Peki bu diziler ikinci, üçüncü kez yayınlanırken oyuncularına yeniden telifleri ödeniyor mu? Eğer dizi kontratlarında "tekrar gösterim hakkı" kanal yönetimine aktarılmamışsa, yapımcı ve dolayısıyla oyuncuların yeni ücret talep etme hakkı doğar çünkü. Malum, bizim ülkemizde telif hakkı henüz çok taze bir kavram. Bu konudaki yasal düzenlemeler de kara deliklerle dolu. Bırakın eski diziden telif hakkı almayı, ekranda gösterilmeye devam eden dizinin parasını alamayan oyuncular, set çalışanları bile var. Örnek mi? Buyurun size FOX'un Savaşçı dizisi.

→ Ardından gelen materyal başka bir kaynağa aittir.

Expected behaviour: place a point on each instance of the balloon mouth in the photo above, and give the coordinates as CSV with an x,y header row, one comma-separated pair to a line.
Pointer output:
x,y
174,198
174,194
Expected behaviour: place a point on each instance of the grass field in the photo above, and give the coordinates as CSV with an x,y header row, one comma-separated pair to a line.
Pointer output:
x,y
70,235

Diyeceğim o ki, yenileri bile para almakta güçlük çekerken, eski dizilerin telif hakkı kimin umurunda olabilir ki? Ama olmalı. Örneğin, en çok eski diziyi ekranında barındıran TRT bu konuda öncü olmalı. Tekrar gösterime sunduğu eski dizilerin oyuncuları için bir telif fonu oluşturmalı. Bu fondan şu sıralar çok zor durumda yaşamlarını sürdürmek zorunda olan yaşlı oyuncular yararlandırılmalı. Ne diyorsunuz bu teklifime?

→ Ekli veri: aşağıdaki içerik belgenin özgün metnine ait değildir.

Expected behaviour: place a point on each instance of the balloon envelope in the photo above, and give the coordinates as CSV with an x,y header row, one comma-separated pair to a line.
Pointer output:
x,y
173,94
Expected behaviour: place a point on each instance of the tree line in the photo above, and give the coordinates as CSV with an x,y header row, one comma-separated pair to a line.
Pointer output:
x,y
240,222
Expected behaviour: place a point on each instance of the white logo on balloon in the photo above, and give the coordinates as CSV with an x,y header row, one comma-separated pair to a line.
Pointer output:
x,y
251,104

Taksiciler fırsatı kaçırdı
İstanbul Valiliği harika bir kararın altına imza attı. Baktılar ki Büyükşehir Belediyesi'nin yeteneksizliği yüzünden sağlıkçılar sokağa çıkma yasağı günlerinde yollarda perişan oluyor, taksicilerin sağlık personellerini ücretsiz taşımaları için talimat yayınladılar. Kararla ilgili haberciler, taksi şoförlerine mikrofon uzattı. Aralarında şikayetçi olan kimse yoktu. Tam tersi hepsi de "Onlar bizim için hayatlarını riske atıyor, çoluk çocuklarına hasret kalıyorlar. Biz onları ücretsiz taşımışız çok mu?" diyerek örnek bir dayanışma sergilediler.

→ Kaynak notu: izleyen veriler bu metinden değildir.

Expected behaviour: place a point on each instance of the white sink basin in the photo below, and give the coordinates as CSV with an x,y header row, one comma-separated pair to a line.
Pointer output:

Ama... Keşke taksici dostlarım Valilik kararına gerek kalmadan, "Biz bundan sonra sağlıkçıları bedava taşıyacağız" diyerek bir adım öne geçselerdi.
Gaf kürsüsü
Bugünkü kürsümüz hem biraz uzun hem de fotoğraflı. Yemek Sepeti'nin sahibi Nevzat Aydın, hayranı olduğu ünlü aktör Al Pacino'nun 80'inci doğum gününü kutlamak için onunla birlikte çektirdiği bir fotoğrafı sosyal medya hesabında paylaşıp, altına da "Baba 80 yaşında" diye yazmış. Gelin görün ki, pek çok takipçisi, Al Pacino'yu Nevzat Aydın'ın babası sanıp, altına övgü dolu mesajlar yazmış. Bir tanesi şöyle: "Allah uzun ömürler versin. Sizin gibi bir evlat yetiştirdiği için gurur duyuyor olmalı."
Zap'tiye
ABD'de TIR şoförlüğü yapan Tolga Karel'den sonra Haluk Piyes de Almanya'da ağır vasıta şoförlüğü yapmaya başladı. Oyuncularımız dünyaya 'ağırlıklarını' koyuyor. Ama şoför mahallinde...
Ne demiş?
"Evde temizlik yapmaktan geberdim. Bence her akşam saat 20.00'de balkonlara çıkıp ev kadınlarını alkışlamalıyız." (Zafer Algöz'ün online programında Ozan Güven'in sözleri)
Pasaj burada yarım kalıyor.